Amores Possíveis,
de Sandra Werneck


Amores Possíveis, Brasil, 2001

Então Sandra Werneck achou um bom veio para continuar sua carreira como cineasta. Um bom veio porque dá projeção e visibilidade a seus filmes mas também porque permite um trabalho contínuo, de aprendizado, aperfeiçoamento e trabalho em cima de preocupações, digamos, autorais. Nesse sentido, Amores Possíveis é um bom prolongamento de Pequeno Dicionário Amoroso, seu longa de estréia, e possivelmente o grande ícone do "cinema popular para a classe média" feito na década passada. Numa comunidade de cinema constituída (é melhor falar em "comunidade" do que em "indústria", termo tão problemático), isso passaria sem ser relevado, mas num cinema brasileiro em reconstrução de produção, a própria descoberta de um eixo onde trabalhar já é digna de nota.

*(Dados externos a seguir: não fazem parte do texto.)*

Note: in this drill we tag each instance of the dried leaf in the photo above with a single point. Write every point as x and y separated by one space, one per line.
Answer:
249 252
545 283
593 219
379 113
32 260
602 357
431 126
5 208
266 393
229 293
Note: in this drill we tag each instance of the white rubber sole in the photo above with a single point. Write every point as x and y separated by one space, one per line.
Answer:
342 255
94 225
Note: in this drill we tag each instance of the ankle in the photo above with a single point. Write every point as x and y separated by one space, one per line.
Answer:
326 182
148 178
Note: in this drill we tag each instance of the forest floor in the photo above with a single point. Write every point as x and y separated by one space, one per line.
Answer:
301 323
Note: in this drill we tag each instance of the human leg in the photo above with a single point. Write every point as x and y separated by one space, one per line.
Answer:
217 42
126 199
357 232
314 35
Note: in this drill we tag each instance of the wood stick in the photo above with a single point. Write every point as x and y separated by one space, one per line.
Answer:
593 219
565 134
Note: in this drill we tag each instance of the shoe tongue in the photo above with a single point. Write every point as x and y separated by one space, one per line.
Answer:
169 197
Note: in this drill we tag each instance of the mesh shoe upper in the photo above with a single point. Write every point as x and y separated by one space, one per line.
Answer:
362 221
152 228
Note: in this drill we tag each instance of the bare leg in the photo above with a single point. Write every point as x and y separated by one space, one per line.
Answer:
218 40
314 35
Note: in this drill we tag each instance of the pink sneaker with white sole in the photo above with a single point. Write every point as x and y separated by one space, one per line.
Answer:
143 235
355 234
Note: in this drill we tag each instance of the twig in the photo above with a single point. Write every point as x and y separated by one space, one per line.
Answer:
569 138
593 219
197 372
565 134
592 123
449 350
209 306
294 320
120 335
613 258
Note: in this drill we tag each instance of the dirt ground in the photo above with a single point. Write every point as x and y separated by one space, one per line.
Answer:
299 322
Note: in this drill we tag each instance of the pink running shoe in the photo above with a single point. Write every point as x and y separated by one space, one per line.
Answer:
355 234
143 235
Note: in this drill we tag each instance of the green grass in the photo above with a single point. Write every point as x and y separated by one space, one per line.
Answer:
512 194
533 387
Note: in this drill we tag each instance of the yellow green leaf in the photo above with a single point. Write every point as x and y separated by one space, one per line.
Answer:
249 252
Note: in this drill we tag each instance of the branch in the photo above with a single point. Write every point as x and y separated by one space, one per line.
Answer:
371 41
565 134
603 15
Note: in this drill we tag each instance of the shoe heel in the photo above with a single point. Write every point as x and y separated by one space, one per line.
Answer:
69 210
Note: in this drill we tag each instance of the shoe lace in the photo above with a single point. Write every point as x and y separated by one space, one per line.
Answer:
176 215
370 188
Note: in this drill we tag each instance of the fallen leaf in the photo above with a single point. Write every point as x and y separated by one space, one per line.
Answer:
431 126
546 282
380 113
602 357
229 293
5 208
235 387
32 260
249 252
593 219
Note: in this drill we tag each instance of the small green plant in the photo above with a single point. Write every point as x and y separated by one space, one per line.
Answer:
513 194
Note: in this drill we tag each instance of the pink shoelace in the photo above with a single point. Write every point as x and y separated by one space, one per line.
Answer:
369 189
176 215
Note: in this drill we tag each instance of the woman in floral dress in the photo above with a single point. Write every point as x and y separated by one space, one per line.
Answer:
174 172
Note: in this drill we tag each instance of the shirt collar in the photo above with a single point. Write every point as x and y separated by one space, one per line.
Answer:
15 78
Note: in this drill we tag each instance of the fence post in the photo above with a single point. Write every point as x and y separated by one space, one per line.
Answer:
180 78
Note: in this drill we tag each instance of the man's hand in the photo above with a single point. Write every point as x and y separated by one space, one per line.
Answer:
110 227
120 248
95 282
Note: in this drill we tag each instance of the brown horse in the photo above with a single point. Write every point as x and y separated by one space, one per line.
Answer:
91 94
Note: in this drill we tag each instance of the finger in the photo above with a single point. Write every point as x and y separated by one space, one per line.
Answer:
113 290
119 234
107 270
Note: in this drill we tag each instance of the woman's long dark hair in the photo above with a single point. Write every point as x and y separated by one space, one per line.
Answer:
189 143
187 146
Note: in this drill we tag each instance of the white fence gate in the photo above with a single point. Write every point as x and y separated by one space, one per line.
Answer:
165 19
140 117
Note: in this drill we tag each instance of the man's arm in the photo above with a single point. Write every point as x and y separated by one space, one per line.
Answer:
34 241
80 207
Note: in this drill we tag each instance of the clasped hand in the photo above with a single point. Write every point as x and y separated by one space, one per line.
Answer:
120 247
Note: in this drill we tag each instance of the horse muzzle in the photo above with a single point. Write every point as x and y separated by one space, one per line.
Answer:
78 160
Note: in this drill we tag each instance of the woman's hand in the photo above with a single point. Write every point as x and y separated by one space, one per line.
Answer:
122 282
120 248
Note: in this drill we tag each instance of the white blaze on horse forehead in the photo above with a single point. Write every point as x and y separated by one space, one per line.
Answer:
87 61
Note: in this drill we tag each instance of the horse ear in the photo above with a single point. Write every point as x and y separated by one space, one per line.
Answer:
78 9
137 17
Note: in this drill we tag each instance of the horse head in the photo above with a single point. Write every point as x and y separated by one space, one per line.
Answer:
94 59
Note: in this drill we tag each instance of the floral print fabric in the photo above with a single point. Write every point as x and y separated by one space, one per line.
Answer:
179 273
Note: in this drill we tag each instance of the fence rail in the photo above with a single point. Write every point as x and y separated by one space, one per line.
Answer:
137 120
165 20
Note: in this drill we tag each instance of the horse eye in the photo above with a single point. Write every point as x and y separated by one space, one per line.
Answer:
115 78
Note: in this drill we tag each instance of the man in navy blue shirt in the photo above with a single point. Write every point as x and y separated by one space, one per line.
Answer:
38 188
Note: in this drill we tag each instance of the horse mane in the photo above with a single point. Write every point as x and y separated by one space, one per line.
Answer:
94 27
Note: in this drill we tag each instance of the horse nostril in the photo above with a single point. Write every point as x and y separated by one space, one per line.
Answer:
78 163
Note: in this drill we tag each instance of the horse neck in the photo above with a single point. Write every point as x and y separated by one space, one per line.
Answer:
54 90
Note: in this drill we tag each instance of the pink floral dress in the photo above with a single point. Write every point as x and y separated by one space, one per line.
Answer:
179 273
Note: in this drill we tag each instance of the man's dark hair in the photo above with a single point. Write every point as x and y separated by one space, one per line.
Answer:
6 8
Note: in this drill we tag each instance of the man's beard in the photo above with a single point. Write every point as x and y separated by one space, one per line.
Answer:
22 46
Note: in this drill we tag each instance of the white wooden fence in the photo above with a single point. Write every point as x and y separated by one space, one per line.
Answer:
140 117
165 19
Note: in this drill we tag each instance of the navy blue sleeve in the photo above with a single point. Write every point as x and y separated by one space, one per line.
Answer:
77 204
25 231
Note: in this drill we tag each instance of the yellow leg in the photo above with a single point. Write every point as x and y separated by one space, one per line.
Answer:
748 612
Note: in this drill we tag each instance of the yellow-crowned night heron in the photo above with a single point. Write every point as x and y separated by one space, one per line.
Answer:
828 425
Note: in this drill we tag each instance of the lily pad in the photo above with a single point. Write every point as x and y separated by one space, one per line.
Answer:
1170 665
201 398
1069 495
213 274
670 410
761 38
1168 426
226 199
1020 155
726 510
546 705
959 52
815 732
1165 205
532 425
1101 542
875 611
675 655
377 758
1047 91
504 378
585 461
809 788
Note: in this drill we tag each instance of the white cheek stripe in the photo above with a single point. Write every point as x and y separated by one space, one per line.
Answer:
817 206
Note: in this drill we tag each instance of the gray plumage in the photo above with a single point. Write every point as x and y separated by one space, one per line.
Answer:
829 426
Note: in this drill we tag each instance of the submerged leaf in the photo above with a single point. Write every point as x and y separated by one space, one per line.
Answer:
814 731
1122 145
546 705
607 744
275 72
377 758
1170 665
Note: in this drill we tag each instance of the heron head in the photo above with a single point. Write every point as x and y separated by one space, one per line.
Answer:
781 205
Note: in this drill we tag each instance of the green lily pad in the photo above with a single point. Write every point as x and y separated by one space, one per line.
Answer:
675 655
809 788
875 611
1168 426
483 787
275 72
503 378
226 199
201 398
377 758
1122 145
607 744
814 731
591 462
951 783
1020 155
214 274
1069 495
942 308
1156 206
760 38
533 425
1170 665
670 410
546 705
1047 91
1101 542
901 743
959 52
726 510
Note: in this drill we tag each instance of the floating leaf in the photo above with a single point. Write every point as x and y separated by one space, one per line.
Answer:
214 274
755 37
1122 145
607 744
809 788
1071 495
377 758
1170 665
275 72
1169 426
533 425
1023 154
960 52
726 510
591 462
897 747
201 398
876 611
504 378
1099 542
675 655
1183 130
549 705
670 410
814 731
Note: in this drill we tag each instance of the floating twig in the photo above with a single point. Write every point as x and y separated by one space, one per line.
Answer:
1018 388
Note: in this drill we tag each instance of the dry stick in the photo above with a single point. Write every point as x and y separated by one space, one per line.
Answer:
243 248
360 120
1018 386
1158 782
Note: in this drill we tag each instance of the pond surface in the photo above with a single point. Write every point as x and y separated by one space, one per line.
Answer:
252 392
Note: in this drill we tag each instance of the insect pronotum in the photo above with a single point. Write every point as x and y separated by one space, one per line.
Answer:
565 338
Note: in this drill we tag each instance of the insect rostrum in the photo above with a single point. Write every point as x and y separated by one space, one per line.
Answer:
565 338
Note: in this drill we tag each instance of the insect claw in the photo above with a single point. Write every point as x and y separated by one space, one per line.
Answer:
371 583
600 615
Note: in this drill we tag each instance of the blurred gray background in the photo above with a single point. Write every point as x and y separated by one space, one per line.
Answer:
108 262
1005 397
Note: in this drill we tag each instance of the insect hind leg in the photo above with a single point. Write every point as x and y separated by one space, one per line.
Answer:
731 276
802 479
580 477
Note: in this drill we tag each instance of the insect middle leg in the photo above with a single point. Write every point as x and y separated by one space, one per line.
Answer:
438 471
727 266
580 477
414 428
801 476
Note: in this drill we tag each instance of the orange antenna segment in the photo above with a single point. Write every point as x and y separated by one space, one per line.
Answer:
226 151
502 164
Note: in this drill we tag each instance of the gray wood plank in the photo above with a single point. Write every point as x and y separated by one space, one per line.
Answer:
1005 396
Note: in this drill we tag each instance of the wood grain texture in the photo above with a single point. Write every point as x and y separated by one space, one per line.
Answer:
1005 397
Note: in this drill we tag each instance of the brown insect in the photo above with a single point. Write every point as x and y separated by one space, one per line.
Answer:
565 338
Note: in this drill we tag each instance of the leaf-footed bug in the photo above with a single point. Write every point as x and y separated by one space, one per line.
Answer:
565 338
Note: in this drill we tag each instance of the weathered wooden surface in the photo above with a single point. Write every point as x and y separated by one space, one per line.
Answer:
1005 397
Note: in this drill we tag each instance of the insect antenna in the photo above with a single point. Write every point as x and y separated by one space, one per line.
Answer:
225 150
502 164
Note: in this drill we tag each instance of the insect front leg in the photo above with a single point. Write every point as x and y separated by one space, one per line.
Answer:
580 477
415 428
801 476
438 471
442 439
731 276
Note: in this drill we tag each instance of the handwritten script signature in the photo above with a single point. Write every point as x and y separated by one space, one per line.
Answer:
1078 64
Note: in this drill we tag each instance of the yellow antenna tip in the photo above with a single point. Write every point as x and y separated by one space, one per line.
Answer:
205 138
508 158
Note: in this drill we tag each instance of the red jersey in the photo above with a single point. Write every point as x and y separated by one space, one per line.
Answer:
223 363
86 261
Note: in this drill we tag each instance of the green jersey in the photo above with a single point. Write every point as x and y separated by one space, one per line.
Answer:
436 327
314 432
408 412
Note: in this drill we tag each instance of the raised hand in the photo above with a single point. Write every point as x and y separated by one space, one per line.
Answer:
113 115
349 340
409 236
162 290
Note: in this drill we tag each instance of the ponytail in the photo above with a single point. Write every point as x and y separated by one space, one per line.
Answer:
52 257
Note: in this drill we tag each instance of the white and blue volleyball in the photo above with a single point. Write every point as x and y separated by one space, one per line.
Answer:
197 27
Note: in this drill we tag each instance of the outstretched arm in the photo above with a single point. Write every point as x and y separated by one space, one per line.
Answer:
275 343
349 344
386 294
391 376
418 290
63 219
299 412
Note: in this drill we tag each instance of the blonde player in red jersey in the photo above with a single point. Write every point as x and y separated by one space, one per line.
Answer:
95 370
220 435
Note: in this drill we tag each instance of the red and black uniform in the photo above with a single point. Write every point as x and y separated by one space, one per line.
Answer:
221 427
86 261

Amores Possíveis retoma os personagens exatamente onde Pequeno Dicionário Amoroso uma vez deixara. Claro, os personagens são outros, mais jovens, mas é justamente na separação que o filme tem seu começo: Carlos (Murilo Benício) espera, numa noite chuvosa e angustiante, uma namorada que nunca vem, Júlia (Carolina Ferraz). Depois disso, o filme nos transporta para quinze anos depois, em três situações possíveis: a) depois do bolo, Carlos casou-se com Beth Goulart, vivendo uma vida bem ordenada e morna, sem real desejo; b) casou-se mais tarde com a menina a quem esperava no cinema, mas acabou trocando-a por seu colega de trabalho, Pedro (Emílio de Mello), fazendo de sua ex-esposa uma mulher recalcada e amarga; c) Carlos nunca casou e vive colocando defeitos nas namoradas, evitando qualquer relacionamento sério até que reencontra-se com Júlia, quinze anos depois, e crê que ela seja a mulher de sua vida.

O cinema de Sandra Werneck, mesmo que ela tenha feito duas comédias românticas, tem sua origem exatamente no outro lado da comédia e do romance, ou seja, a separação. É através dela, do relato de uma experiência passada e do efeito que ela tem no presente, que se constrói a narrativa de Amores Possíveis, como também construiu-se a de seu primeiro filme. Esse arremate desesperançoso é o que dá a maior parte de charme a seus filmes, evitando assim a frivolidade recorrente em filmes do tipo (lição aprendida de Nora Ephron?). A preocupação do retrato social, no caso principalmente a colocação no roteiro de um casal homossexual, dá o resto do interesse ao filme, ademais muito bem interpretado, sabendo aproveitar o charme do casal principal.

Mas um pecado ronda o filme como um todo: a falta de ousadia das escolhas estéticas, a escolha por fazer um filme tão "bem acabado", tão sem ambigüidades do ponto de vista da realização, tão "legível" que acaba resultando num filme aguado. Toda ocasião é motivo para o filme lembrar ao espectador exatamente em que história ele está, mesmo que seja com a solução óbvia de colocar inúmeras fotos da esposa (que não era assim tão amada) na mesa do escritório ou utilizar as possibilidades visuais de Murilo Benício (barba, óculos...). Os figurantes estão sempre em roupas inadequadas, sempre limpas demais. Aliás, tudo em Amores Possíveis é realizado para seduzir. Isso poderia resultar num embate estético interessante, como a mania de Wong Kar-wai em estetizar tudo. Mas não: a beleza proveniente de Amores Possíveis se aproxima mais de uma vitrine de loja chique, onde tudo é bem arrumadinho e onde o real não entra. Nesse sentido, até a fotografia de Walter Carvalho, associada a uma direção de arte francamente equivocada, detona o projeto estético do filme, criando ambientes lindos de se olhar mas completamente destituídos de verdade, de naturalidade, logo de beleza... E mesmo os atores, incrivelmente adaptados a seus personagens, não tiveram a possibilidade de despojar seus corpos diante da tela, porque afinal o amor é questão também de corpo e de despojamento. Amores Possíveis, enfim, encontra-se em algum lugar dos dois pontos fixos em que tenta trabalhar: o amor e a lisibilidade de um roteiro por demais amarrado. A pergunta é: pode-se retratar o amor assim?